Methylphenidat ist der am häufigsten eingesetzte Wirkstoff zur Behandlung von ADHS. Hierbei handelt es sich um ein Medikament, das die Aktivität fördert. Es erhöht die Konzentration des Botenstoffs Dopamin im Gehirn. Der Botenstoff Dopamin ist für die Weiterleitung von Signalen zwischen den Nervenzellen verantwortlich. Bei den meisten Kindern mit ADHS mindert das Medikament die Unaufmerksamkeit und Ruhelosigkeit, wodurch sich die Konzentration verbessert.
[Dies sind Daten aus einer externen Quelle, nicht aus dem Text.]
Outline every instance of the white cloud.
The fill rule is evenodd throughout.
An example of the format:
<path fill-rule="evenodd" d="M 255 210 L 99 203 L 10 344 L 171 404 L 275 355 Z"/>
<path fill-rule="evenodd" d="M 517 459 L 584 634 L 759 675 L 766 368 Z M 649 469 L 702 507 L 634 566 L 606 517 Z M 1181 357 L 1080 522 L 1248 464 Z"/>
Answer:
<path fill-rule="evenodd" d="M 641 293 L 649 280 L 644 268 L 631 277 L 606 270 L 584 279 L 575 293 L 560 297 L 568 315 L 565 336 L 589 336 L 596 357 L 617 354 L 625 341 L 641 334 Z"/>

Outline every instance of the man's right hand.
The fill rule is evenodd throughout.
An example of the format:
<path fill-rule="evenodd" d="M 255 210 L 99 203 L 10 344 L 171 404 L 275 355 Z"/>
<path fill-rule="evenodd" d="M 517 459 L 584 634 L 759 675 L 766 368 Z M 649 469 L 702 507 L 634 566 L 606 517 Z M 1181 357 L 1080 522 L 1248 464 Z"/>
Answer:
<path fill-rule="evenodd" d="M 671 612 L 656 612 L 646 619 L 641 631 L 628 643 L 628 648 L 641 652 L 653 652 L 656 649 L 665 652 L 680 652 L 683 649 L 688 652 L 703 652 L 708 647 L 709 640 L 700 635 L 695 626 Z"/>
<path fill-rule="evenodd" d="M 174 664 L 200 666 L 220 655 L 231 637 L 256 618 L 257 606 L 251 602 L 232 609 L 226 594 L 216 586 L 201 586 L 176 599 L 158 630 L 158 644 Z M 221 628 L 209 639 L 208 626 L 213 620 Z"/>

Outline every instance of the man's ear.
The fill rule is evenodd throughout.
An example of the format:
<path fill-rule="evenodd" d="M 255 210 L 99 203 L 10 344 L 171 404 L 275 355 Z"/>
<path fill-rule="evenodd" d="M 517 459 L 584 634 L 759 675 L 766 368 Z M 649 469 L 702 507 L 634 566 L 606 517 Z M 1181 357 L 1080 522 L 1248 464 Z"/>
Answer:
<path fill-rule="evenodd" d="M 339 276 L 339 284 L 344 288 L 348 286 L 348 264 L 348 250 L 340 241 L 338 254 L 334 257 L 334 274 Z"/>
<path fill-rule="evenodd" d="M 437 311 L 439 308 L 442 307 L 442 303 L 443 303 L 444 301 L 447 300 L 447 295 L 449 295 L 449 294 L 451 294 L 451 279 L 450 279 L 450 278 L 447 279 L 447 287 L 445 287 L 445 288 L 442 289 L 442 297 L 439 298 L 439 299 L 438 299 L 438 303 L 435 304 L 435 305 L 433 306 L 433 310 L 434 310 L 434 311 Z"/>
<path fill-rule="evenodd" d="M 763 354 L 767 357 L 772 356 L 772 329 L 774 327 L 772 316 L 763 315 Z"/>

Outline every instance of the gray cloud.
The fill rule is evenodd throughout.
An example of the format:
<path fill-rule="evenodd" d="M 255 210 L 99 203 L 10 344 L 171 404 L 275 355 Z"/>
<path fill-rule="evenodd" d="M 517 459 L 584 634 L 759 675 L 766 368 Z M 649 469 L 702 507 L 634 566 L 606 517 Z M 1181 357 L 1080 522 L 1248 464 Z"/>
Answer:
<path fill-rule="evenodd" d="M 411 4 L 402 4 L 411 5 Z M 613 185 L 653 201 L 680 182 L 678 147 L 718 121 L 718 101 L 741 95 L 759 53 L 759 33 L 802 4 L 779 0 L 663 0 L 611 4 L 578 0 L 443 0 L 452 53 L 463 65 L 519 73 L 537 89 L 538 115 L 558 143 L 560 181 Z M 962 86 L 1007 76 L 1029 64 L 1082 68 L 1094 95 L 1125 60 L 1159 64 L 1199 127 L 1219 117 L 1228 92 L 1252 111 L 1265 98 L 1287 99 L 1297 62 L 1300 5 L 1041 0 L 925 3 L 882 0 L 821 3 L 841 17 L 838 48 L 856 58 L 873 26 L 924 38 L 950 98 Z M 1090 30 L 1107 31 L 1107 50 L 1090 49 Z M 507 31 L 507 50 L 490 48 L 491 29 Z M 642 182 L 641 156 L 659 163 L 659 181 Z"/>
Auch der Umgang mit sozialen Kontakten wird durch die Einnahme von Methylphenidat oftmals vereinfacht.

Für ADHS-Kinder und ihre Familien sind unterstützende Maßnahmen, auch pädagogischer und sozialer Art, sehr wichtig. Denn die Medikamente können Symptome nur lindern und helfen nicht immer ausreichend. Generell sollten Beratung und Trainings immer Teil der Behandlung sein. Am Anfang einer ADHS-Therapie werden Eltern und Kinder stets intensiv beraten. Eltern müssen zum Beispiel lernen, ihr hyperaktives Kind richtig zu loben. Eltern von schulpflichtigen ADHS-Kindern lernen zudem, wie sie am besten bei den Hausaufgaben unterstützen. Das Kind sollte zum Beispiel immer am selben Tisch sitzen, auf dem sich keine ablenkenden Dinge wie Buntstifte oder Comics befinden. Therapie, Trainings und Medikamente dienen dazu, die Folgen der ADHS zu mindern und einzudämmen.